Starry Eyes Movie Review
Written by Simret Cheema-Innis aka Wickergirl
Released by Dark Sky Films
Written and directed by Kevin Kolsch and Dennis Widmyer
2014, 98 minutes, Not Rated
Alex Essoe as Sarah
Amanda Fuller as Tracy
Noah Segan as Danny
Fabianne Therese as Erin
Shane Coffey as Poe
Natalie Castillo as Ashley
Pat Healy as Carl
If you need a guide to becoming a successful actor in Hollywood, then you'll find much to think about in Starry Eyes, a dark film about movie life in Los Angeles.
Created by writer director duo Kevin Kolsch and Dennis Widmye, the film was funded via Kickstarter, cost $52,000 and was shot in just 18 days.

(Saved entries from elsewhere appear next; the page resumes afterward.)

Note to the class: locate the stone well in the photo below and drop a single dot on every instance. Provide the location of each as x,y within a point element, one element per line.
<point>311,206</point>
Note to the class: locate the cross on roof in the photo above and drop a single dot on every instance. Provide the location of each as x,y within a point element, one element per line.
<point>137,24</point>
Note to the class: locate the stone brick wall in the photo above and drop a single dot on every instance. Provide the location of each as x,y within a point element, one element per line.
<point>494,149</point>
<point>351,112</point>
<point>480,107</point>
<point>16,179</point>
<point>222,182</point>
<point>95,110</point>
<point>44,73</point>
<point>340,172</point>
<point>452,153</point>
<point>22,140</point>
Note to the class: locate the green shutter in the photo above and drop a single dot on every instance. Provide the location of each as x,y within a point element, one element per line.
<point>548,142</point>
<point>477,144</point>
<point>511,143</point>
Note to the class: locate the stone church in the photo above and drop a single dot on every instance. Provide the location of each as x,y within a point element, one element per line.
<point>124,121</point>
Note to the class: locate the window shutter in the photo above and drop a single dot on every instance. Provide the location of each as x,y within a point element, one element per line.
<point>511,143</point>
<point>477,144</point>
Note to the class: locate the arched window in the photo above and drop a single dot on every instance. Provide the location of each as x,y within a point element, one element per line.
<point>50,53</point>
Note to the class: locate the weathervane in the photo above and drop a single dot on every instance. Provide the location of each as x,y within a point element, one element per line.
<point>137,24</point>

Starry Eyes looks like a fly on the wall documentary, a reflection no doubt of its meager budget, as it follows the dreams of a group of hopeful actors. Protagonist Sarah (Alex Essoe) finds it particularly difficult to live with her fellow actor friends. Coping with a stream of audition rejections makes the sun, sea and pool miserable places, reminders of failure rather than symbols of success.

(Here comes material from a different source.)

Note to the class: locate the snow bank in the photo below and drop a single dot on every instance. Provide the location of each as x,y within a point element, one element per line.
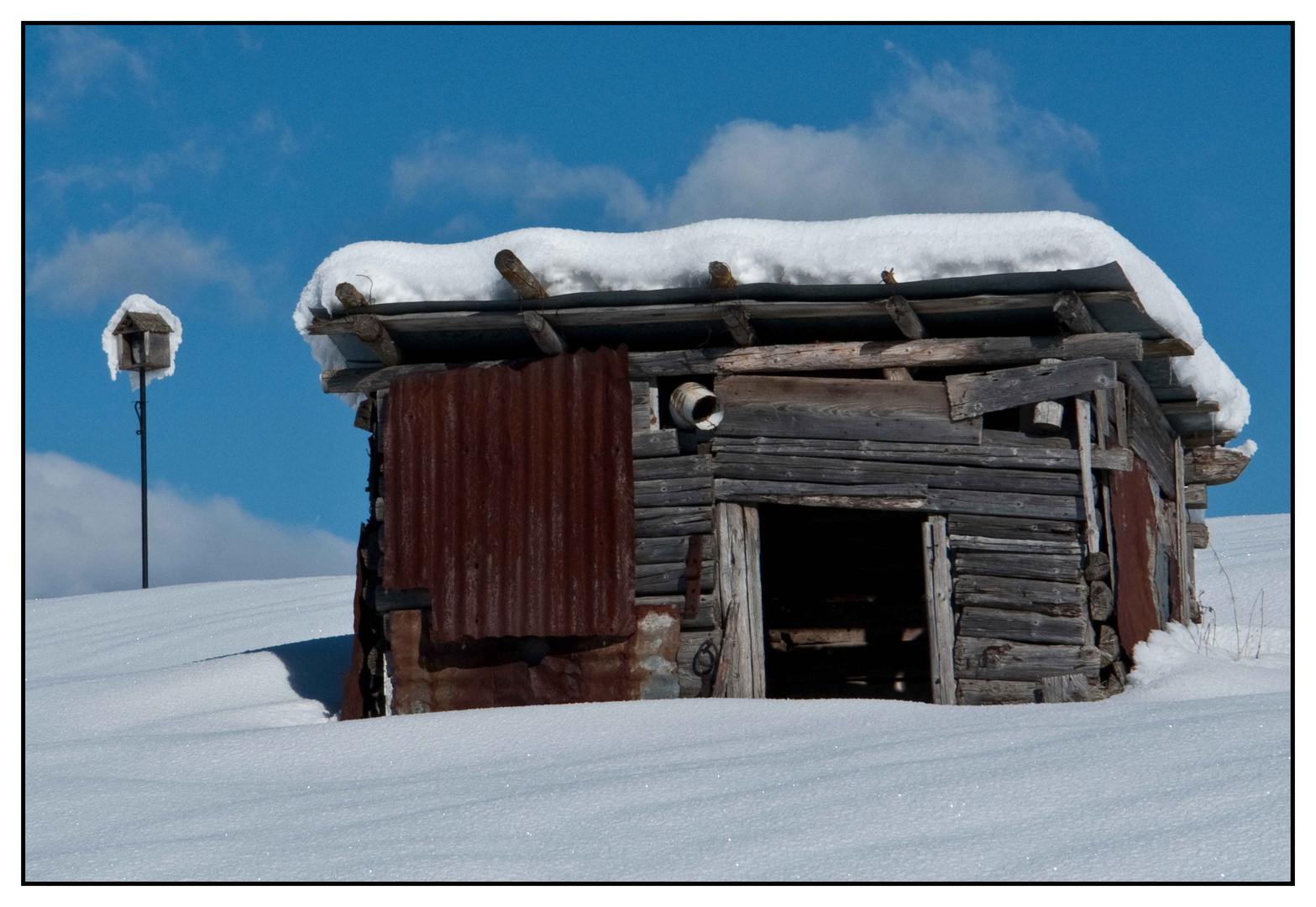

Sarah's luck seems to turn when she is offered a role by leading film company, Astraeus Pictures. But the terms of her contract suggest a Faustian pact. And Astraeus Pictures is the cover for a mysterious cult.
The picture has one main flaw, the depiction of the cult. It doesn't match the satanic cults seen in many other movies, Rosemary's Baby and House of the Devil among them. It isn't entirely clear what the aims of the cult are. Having secured her soul, what happens next? To be fair it's a fault shared by similar movies. It seems a lot of trouble to secure one poor lost soul.

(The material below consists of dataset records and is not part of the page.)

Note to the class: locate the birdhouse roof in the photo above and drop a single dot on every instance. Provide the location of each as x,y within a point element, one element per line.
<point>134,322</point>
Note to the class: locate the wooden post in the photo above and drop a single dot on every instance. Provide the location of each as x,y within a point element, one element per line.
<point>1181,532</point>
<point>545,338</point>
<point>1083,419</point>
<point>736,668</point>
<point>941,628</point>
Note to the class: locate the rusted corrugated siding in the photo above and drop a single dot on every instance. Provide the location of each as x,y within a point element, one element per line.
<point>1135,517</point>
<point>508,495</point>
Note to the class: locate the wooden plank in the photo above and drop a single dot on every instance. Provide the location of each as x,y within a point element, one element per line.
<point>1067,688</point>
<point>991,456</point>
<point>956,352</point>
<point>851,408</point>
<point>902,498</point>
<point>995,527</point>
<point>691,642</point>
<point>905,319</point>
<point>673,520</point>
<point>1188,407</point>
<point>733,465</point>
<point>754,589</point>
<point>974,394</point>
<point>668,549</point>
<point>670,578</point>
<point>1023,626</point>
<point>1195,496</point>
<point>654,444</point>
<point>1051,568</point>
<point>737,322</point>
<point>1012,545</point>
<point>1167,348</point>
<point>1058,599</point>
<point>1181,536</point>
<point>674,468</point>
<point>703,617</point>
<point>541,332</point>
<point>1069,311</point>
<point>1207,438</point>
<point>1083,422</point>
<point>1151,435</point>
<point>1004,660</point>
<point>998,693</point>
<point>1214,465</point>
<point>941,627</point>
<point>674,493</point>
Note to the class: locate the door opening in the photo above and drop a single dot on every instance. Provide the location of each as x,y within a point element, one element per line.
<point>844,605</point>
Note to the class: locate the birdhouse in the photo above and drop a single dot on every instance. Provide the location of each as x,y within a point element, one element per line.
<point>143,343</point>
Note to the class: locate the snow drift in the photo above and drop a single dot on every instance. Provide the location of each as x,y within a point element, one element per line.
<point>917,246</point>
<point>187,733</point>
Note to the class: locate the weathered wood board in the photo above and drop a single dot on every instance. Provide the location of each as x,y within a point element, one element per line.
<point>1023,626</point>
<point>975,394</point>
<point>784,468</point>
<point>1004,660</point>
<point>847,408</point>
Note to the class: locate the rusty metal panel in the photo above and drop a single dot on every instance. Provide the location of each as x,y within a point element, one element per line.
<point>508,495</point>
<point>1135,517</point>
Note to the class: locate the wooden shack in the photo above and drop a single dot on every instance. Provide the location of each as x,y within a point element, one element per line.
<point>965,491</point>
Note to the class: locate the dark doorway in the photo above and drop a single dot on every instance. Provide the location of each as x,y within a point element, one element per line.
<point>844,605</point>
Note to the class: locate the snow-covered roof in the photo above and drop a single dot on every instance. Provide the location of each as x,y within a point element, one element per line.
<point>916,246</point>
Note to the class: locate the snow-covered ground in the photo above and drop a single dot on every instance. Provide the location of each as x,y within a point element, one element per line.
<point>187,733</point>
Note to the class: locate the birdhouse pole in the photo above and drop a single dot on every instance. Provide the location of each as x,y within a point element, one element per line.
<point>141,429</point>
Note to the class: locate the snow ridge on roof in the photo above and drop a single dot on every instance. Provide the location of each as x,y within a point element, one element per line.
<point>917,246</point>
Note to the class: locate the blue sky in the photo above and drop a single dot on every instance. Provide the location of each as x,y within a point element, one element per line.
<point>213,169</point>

The real horror in Starry Eyes is Sarah's frustration at having to work at Big Tatas restaurant and possibly spending the rest of her days never making it as an actor. Add to that the aggravation of living with the most nauseating and pretentious group of friends you could ever imagine. As Jean-Paul Satre said, "Hell is other people".
More familiar horror does make its way into the story and Starry Eyes becomes a blood bath of a slasher movie. Supernatural elements come and go. There's a touch of vampire symbolism. And Sarah's strange metamorphosis as she begins to change into something inhuman. What it all means is not clear but that didn't stop me enjoying the movie.
Starry Eyes is a good film. The characters can be annoying but it provides a realistic view of the friendships and struggles that wannabe actors endure. It's also a grim warning about a special kind of devil that can only be found in the dispiriting audition rooms of the City of Angels.